De acordo com a polícia, o autor da publicação na internet, um professor de 52 anos, criou uma cooperativa que cobrava colaborações mensais dos seguidores e, em troca, enviava a todos sementes da planta, ao custo de até R$ 75.
Outras drogas
A cocaína lidera o ranking dos narcóticos enviados ao Brasil pelo correio. Em 2015, os 651 kg do pó apreendidos corresponderam a 95% dos flagrantes. Em 2013, a participação era um pouco maior: 97%, ou seja, 406 dos 417 kg apreendidos no total.
A queda de 2 pontos porcentuais no volume da cocaína apreendida reflete o aumento de flagrante das demais drogas. No caso do grupo que reúne anfetaminas, metanfetaminas e ecstasy, as apreensões saltaram de 30 gramas para 6,5 quilos no intervalo de dois anos.
Para o Ministério Público Federal, a compra pela internet de entorpecentes pode ser enquadrada no crime de tráfico. Em abril, a Procuradoria da República em São Paulo ofereceu denúncia contra um estudante de 29 anos, morador de Brasília, que fez negócio pela web.

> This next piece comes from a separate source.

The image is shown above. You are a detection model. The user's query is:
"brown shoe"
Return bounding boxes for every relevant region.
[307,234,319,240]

Segundo denúncia da procuradora Viviane de Oliveira Martinez, o rapaz entrou em um site da “deep web”, adquiriu 103 comprimidos de ecstasy e pagou em bitcoins, moeda virtual usada em transações eletrônicas. “A transnacionalidade do delito de tráfico restou demonstrada pelo fato de que a droga foi enviada por remetente desconhecido, o qual a postou na Holanda com destino ao denunciado”, escreveu a procuradora.
O MPF entendeu que a quantidade de comprimidos era muito grande para falar em “consumo próprio”. Assim, o rapaz, que estava desempregado, foi denunciado por tráfico internacional, cuja pena pode chegar a até 25 anos de prisão.
Lei federal
O professor de Direito Constitucional Rubens Glezer, da Fundação Getulio Vargas, reforça que as práticas de compra e cultivo de drogas são consideradas crime. “Hoje a lei federal diz que isso é crime. Há um questionamento geral no País e o debate já está no STF (Supremo Tribunal Federal), até mesmo sobre porte de qualquer droga. O problema é que esta é uma política fracassada”, afirma.
Para Glazer, ao procurar o comércio online, “as pessoas buscam mecanismos para fugir da ação dos agentes públicos”. “Se houvesse a descriminalização, o crime organizado perderia uma boa fonte de sua renda”, disse o professor.
As informações são do jornal O Estado de S. Paulo.